Roughly, increasing the "threshold" gives a more general VLMC (and vice versa). When performing parameter selection using the BIC or similar methods, we've seen that the "threshold" parameter increases with sequence length, such that more pruning is better with longer genomes. However, this also leads to quite general models, which are not suitable for all applications. In practice, we've had success with either a threshold of 3.9075, 1.2, or 0.1.
We've had some success with building neighbor-joining trees based on the VLMCs and the dvstar dissimilarity with a "max-depth" of 9 and "min-count" of 10, but I would probably tune these parameters depending on how sensitive the VLMCs need to be. Increasing "max-depth" and decreasing "min-count" gives a more specific VLMC.
Note also the "pseudo-count-amount" parameter, which by default adds 1 to each next-symbol count (present or not).
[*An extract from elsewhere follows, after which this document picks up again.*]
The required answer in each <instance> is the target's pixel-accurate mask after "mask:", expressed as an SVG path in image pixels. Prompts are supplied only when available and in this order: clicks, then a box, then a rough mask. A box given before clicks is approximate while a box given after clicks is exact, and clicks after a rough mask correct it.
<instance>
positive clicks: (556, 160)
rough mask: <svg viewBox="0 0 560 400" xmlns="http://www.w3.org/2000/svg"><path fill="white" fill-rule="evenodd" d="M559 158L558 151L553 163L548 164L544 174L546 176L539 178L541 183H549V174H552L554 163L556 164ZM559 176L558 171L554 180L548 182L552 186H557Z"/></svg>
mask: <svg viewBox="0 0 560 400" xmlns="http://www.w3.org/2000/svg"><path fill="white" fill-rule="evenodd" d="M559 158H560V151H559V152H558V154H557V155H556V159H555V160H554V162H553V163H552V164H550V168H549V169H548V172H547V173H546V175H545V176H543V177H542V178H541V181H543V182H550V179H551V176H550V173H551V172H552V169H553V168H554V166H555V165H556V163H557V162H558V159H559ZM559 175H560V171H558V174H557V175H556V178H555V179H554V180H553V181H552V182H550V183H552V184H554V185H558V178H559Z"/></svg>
In deep branches, this can introduce more noise than might be preferable, and thus, setting the "pseudo-count-amount" to 0.01 might give better results.
To produce a graphical representation of the VLMCs, see the visualiser.py script.
It needs the plotly and typer python packages to run, which can be installed e.g.
through pip install --user plotly typer.
python visualiser.py NC_022098.1.bintreeProduces an interactive visualisation (should open in your browser) as well as a pdf and png file in the images
directory.
If, for some reason, you wanted to include the code in some other project, this directory can be included with CMAKE as
add_subdirectory(/path/to/vlmc-from-kmers), or alternatively, include the headers
in /path/to/vlmc-from-kmers/include.
Note that with the second option, the submodules need to be included manually.